NEGO CUNDUNGA (Campereada
1998)
Rincão de são
Miguel e seus personagens
Tez
completamente negra, esguio, talvez 1,80m de altura (não sei se por eu ter
apenas 9 anos o via tão alto), queixo excessivamente proeminente, dentes alvos,
apesar do inseparável palheiro, e um constante sorriso aberto que permitia,
mesmo a quem não o quisesse, ver o róseo de suas gengivas, céu da boca e língua.

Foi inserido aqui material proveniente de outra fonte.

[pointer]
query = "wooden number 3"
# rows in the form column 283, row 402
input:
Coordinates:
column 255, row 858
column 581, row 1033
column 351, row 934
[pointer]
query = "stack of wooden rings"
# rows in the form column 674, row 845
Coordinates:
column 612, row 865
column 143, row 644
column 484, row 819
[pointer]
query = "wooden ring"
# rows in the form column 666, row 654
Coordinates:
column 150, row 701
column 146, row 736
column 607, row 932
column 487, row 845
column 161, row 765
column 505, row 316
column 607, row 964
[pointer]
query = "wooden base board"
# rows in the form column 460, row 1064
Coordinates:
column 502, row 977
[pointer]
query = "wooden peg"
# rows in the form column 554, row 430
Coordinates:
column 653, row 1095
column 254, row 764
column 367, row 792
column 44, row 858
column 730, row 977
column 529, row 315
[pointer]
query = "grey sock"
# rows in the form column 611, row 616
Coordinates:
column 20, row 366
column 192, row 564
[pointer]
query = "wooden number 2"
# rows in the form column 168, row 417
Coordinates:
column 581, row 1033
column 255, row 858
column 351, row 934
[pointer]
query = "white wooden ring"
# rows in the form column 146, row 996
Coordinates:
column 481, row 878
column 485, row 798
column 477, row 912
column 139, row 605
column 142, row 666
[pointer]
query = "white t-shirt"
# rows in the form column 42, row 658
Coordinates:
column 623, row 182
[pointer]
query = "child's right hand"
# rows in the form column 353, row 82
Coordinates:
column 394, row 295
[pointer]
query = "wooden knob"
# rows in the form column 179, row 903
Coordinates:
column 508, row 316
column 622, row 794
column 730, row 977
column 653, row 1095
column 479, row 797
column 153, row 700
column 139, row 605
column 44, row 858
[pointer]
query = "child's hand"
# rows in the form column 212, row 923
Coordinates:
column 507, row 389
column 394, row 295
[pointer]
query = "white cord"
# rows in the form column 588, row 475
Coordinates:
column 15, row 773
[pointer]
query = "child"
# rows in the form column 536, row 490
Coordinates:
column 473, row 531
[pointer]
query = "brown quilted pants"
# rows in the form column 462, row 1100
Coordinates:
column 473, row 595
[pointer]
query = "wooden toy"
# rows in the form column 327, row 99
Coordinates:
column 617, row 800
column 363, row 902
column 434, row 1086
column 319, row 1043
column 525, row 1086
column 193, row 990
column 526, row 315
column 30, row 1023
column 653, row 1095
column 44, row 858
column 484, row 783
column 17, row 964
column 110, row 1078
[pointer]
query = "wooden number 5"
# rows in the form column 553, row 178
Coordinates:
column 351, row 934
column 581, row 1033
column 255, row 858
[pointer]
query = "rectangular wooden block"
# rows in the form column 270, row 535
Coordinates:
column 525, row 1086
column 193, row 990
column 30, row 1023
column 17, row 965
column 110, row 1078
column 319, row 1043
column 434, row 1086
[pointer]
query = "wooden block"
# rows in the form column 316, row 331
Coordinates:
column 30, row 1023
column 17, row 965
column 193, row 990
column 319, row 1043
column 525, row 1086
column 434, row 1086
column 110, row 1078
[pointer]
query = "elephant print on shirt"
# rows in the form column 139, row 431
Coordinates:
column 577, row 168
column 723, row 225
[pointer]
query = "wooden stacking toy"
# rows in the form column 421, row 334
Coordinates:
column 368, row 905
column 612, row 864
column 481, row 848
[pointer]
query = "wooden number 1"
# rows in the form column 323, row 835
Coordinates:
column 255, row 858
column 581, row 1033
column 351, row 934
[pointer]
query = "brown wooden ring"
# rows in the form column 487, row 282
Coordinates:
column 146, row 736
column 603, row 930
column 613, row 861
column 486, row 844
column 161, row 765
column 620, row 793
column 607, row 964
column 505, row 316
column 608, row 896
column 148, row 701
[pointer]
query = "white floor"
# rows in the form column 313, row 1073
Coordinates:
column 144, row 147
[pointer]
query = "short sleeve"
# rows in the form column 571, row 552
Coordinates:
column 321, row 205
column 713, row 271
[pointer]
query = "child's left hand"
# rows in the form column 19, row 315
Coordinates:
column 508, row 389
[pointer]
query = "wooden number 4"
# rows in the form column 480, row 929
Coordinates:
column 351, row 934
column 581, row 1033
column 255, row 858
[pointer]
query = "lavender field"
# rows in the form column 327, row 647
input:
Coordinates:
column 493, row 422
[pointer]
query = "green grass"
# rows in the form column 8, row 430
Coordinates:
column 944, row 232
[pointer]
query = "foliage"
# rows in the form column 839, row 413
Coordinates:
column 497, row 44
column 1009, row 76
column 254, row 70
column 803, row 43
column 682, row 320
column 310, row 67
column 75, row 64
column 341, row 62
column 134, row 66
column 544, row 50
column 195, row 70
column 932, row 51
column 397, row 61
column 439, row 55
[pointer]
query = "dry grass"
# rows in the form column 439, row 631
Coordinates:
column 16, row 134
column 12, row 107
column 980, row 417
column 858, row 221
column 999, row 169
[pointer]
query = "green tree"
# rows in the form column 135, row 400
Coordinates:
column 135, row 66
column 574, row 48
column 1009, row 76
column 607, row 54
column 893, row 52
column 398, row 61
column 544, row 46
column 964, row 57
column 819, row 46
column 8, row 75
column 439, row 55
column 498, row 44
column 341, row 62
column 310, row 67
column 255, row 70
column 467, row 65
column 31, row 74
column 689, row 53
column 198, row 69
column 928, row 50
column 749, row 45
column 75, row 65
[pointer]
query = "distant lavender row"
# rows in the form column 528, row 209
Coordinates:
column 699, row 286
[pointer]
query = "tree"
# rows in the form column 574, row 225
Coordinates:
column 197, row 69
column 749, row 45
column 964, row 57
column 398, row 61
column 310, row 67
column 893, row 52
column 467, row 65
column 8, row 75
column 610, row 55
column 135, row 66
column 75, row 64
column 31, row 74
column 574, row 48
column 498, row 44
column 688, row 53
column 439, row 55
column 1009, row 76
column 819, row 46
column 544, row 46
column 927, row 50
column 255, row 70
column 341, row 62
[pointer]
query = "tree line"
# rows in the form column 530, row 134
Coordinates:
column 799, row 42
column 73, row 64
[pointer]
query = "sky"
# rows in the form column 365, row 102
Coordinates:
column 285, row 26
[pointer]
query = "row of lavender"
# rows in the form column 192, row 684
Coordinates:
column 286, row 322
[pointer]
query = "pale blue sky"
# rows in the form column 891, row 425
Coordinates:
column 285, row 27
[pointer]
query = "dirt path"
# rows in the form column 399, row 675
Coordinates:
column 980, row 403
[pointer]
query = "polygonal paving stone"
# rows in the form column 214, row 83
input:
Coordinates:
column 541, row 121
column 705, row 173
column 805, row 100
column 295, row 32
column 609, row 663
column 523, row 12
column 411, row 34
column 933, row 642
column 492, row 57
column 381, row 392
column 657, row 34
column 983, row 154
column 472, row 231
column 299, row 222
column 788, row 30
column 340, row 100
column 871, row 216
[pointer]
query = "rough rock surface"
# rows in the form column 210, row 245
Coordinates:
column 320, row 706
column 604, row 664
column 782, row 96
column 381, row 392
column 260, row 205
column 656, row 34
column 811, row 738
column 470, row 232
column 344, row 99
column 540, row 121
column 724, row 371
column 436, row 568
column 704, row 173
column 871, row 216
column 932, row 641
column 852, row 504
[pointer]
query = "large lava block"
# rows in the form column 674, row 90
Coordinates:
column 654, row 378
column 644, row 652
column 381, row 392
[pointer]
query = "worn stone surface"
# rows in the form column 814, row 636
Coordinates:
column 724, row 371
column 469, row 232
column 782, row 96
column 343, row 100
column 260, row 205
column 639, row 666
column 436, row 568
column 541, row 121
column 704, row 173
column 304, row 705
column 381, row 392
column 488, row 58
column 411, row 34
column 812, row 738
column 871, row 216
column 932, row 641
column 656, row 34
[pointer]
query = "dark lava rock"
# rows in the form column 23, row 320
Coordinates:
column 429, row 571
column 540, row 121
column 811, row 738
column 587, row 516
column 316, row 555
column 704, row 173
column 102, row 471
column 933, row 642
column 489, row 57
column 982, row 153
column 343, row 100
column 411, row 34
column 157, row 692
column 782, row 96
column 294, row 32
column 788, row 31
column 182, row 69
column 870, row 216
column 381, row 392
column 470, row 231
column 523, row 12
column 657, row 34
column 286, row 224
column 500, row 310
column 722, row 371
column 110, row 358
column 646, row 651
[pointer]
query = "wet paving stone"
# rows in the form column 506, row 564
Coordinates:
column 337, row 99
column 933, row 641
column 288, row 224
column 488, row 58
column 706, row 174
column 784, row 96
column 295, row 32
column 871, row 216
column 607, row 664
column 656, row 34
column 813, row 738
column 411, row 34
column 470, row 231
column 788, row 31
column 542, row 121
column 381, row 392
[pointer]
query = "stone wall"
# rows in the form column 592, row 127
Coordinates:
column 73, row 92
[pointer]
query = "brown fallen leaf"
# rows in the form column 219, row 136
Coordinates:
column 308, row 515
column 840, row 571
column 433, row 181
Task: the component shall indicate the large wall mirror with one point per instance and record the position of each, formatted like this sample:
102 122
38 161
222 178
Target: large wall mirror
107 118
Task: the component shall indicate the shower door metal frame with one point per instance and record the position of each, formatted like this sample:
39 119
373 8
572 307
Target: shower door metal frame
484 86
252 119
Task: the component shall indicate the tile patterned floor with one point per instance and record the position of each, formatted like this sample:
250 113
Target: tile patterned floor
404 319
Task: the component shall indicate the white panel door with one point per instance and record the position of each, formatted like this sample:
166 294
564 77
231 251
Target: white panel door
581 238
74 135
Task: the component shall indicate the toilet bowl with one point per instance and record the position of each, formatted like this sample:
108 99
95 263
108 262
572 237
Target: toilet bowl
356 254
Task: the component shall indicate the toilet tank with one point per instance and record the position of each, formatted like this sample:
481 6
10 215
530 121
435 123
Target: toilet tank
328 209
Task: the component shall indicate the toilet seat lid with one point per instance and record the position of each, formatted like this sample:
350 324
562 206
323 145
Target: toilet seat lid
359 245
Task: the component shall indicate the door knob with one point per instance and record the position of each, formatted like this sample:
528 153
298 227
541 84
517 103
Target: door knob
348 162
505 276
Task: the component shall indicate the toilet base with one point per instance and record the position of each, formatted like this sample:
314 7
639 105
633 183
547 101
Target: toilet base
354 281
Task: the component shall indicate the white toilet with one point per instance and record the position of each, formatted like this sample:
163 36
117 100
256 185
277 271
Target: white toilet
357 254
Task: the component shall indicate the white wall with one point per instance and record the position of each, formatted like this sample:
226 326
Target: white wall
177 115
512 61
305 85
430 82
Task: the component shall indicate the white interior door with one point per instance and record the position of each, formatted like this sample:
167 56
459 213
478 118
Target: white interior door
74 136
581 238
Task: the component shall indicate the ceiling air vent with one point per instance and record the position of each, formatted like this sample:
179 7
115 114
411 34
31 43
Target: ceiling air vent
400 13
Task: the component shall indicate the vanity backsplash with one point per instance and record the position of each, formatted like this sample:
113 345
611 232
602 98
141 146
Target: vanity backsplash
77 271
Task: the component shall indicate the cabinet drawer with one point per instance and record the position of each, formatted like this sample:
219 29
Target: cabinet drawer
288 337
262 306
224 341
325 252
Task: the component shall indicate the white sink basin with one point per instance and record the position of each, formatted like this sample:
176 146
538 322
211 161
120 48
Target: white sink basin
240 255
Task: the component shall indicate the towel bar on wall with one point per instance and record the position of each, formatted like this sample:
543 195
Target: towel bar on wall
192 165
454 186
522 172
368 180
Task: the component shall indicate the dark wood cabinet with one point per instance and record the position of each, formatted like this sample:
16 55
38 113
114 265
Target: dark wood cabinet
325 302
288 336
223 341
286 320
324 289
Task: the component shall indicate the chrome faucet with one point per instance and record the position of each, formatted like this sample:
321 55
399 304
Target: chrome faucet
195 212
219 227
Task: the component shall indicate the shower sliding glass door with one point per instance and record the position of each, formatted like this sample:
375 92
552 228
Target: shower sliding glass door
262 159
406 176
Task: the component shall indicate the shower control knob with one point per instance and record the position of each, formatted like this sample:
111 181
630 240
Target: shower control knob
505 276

Esse era o "Nego Cundunga", o "Tio Cundunga",alegria do Rincão.
Os 74 Km de
estrada do local, por apresentarem horrível trafegabilidade, deixavam apenas o
"tilburi" como meio de transporte aos fazendeiros ,nos idos de
1950.Já o transporte de carga era feito pelos carroções do "Nego
Cundunga". Mantimentos, sementes, rações e toda a sorte de necessidades
chegavam até o fundo do Rincão nos três carroções puxados por quatro cavalos
cada um, guiados pela habilidade do "Nego" e seus filhos.
Quando chegava
de viagem na cidade, trazia e entregava aos fazendeiros as listas de necessidades,
que tinham uma semana ( seu descanso no povo), para providenciar a entrega das
mesmas para seu retorno ao Rincão.
Segundo ele
mesmo contava, saia de Alegrete por volta da meia-noite, fazendo seu primeiro
pouso e troca de cavalos no seu compadre "Tolentino", bem na famosa
porteira preta. Dali seus carroções entravam ruidosamente até uma certa altura
do Rincão da Palma, o que lhe permitia, falhar um pouso e retornar ao primeiro
para seguir viagem, que não era curta.
Uma das paradas
obrigatórias dos carroções era na estância São Jorge, de propriedade de meu avô
Joaquim Antonio da Silveira de onde não se enxergava a estrada, o que não
impedia que os cães de longe pressentissem e acusassem
sua chegada, o que
alvoroçava os peões que diziam:
-Aí vem o
"Nego Cundunga"...
Pela primeira
vez após ouvir tantos comentários à beira do fogo, eu via chegar os carroções. Ao
vê-los, correu-me um arrepio, finalmente ia ver de perto tão afamado personagem
do Rincão.
Carroças
colocadas à sombra, cavalos desatrelados e apos refrescar , lombos lavados
carinhosamente.
A tudo eu
assistia, ansioso para ouvir suas peripécias de viagem. Como ele tinha coisas
mais importantes a fazer, ignorou-me. Foi fazer um relatório ao meu avo e
entregar as encomendas ao caseiro
Com a chegada dos
carroções, pude entender porque o chamavam "alegria do Rincão", pois
traziam brim, chitas, rendas, brilhantina, fumo, "amor gaúcho", enfim
tudo o que era necessario para que peões e prendas se "pilchassem"
melhor para os bailes de rancho ou para os namoricos de Domingo a tarde.
Após três dias
da feliz novidade para mim, vi que na recolhida da tarde(hora que trazem os
cavalos do potreiro), vieram os cavalos dos carroções. Perguntei ao capataz por
quê.
Respondeu-me que
os cavalos iam ficar presos para "adelgaçar", pois Tio Cundunga iria
sair de madrugada grande.
À noite, apos a
janta, ele foi despedir-se de meu avô e de mim, dizendo que ia até o fim da
rota troncal e voltava por ela à Alegrete.
Acordei cedo no
dia da partida, pra ver se ainda assistia o atrelar, mas "que puxa"
saiu mesmo de madrugada grande.
Por muitas
outras férias, a chegada dos carroções aconteceu, sempre cercada da mesma
expectativa e alegria e eu até hoje me surpreendo de ouvido alerta, esperando
ver surgir dos fundos da "São Jorge" o "Nego Cundunga" com
seu sorriso de orelha a orelha e seu comboio de alegrias e lembranças.